The objectives of this section are:
to introduce you to the decision tree classifier
to explain the various parts of a decision tree
to present you with some advantages of using the decision tree classifier
to define Occam’s Razor and its application in decision tree construction

Outcomes:

By the time you have completed this section you will be able to:
to recognize the various parts of a decision tree
to list some advantages of decision tree
to identify the best tree based on Occam’s Razor

Decision Trees

Building a Decision Tree

Building a decision tree is like buying a car. Try and imagine a situation in which I take you to a car dealer and ask you to pick out your dream car from a row of 10 cars. What is the first question that you ask the dealer? Do you ask him about the color or do you ask him about the car maker. Hopefully you would ask him about the car maker and this would help narrow down which car you would buy.
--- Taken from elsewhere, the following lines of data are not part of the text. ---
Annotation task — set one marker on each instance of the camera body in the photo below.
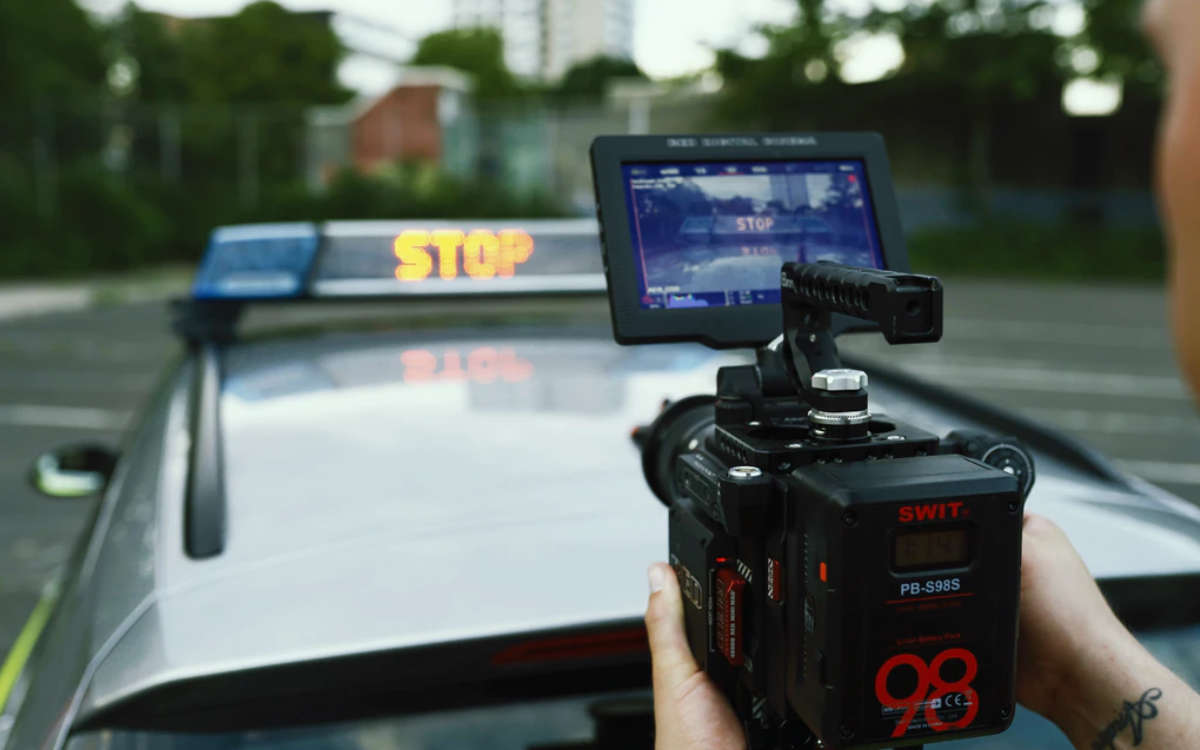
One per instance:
(849, 580)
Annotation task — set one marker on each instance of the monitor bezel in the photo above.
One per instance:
(747, 325)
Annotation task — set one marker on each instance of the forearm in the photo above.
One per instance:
(1123, 697)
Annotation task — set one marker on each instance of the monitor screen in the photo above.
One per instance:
(712, 234)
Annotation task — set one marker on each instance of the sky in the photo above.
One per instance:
(671, 36)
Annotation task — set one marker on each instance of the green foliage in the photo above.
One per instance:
(1115, 33)
(477, 52)
(1041, 251)
(407, 191)
(48, 49)
(264, 54)
(588, 79)
(101, 223)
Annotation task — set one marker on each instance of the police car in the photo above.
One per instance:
(388, 498)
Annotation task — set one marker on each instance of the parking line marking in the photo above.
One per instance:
(1164, 471)
(1089, 334)
(23, 646)
(1117, 423)
(70, 418)
(1051, 379)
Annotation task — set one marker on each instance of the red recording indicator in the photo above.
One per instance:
(774, 580)
(730, 587)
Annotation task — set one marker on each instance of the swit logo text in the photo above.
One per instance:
(931, 511)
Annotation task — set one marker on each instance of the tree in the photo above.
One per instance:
(48, 49)
(477, 52)
(591, 77)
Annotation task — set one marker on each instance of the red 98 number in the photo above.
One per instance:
(929, 676)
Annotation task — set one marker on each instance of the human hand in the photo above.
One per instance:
(689, 712)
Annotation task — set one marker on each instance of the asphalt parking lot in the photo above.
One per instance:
(1095, 361)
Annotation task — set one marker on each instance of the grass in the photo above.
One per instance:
(1048, 252)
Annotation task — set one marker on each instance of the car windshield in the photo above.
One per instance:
(613, 720)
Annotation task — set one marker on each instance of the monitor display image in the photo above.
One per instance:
(717, 233)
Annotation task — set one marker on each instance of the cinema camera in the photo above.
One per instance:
(850, 581)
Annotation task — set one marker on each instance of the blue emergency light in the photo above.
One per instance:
(257, 262)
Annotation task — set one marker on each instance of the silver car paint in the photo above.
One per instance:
(370, 513)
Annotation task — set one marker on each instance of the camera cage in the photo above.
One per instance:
(745, 325)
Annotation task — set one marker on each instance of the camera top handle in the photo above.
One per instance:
(907, 309)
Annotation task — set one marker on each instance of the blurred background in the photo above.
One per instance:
(1020, 133)
(1021, 127)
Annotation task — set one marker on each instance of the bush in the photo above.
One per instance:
(407, 191)
(97, 222)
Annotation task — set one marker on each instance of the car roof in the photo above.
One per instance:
(393, 489)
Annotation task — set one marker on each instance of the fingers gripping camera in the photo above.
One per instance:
(850, 579)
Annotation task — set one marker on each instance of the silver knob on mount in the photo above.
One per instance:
(839, 379)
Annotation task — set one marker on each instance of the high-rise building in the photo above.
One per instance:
(579, 30)
(520, 22)
(543, 39)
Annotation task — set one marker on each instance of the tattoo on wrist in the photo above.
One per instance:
(1131, 715)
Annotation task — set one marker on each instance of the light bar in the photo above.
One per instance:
(256, 262)
(401, 259)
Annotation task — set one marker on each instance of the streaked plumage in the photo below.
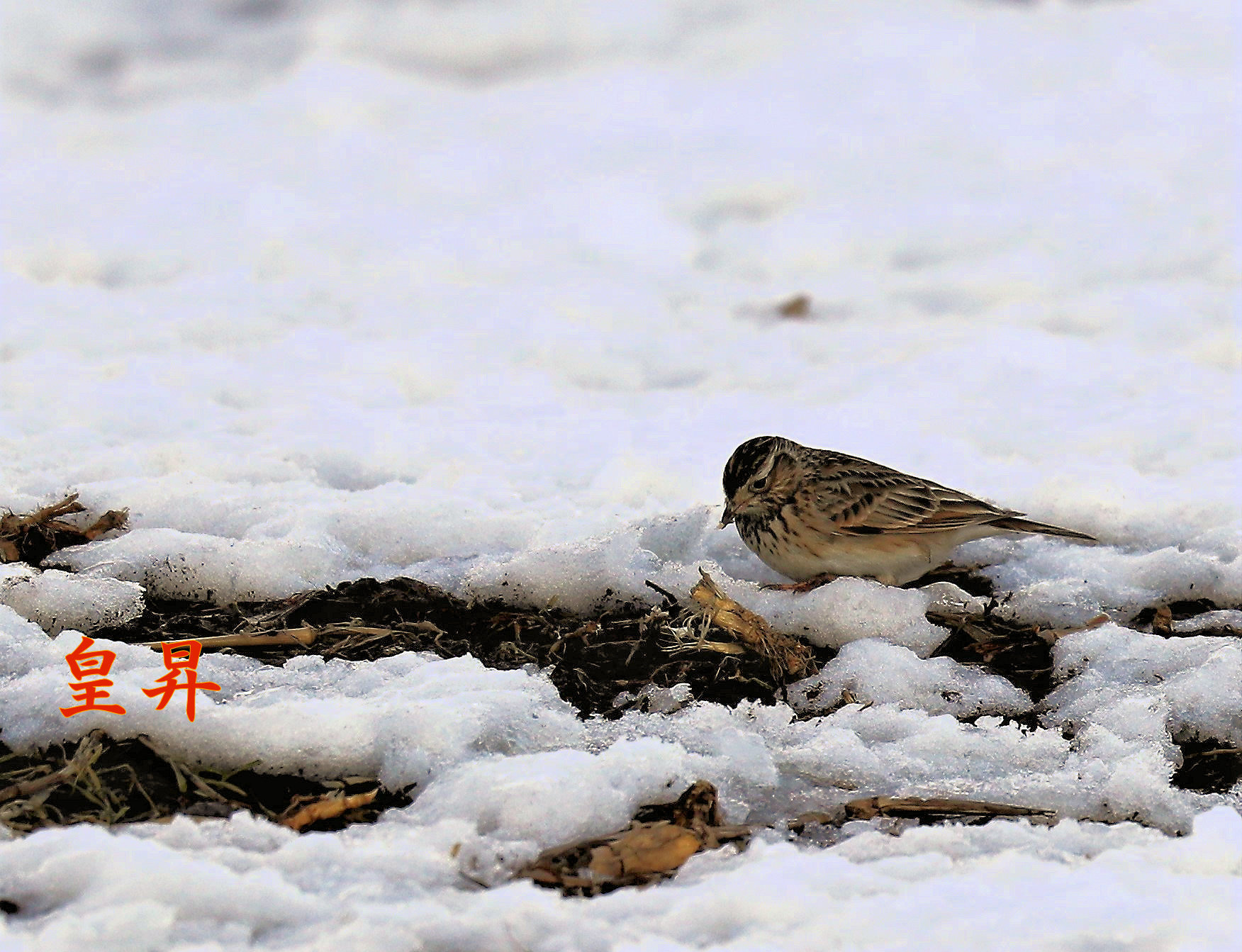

SportsCarVsMiniVanThis is the same case when it comes to building a decision tree. Each time we build a decision tree we have to ask ourselves the question, what attribute (characteristic) should we evaluate first to help us get closer to classifying the data in the least amount of steps.
Would you really want to sit in a store and go through ever single attribute of the car, would you first ask about the color and the speaker size, iPod jack, seat color or would you start with important crucial questions like the make, year, model, gas mileage and so on? 

 

Occam's Razor

Occam’s Razor for cars: Imagine you were the car dealer, would you prefer the customer who asks 4 questions and then buys a car or the customer who asks 400 and still has a hard time deciding on which car to purchase. Occam’s Razor is a theorem that car dealers would like because it would weed out indecisive buyers who ask millions of questions. Basically it says that the least number of questions you have to ask in order to buy the car the better. In the field of computer science Occam’s Razor states that the shorter the solution is preferred over the more complicated one. In data mining this means that the shorter the decision tree the better, the smaller the tree, the more efficient it is.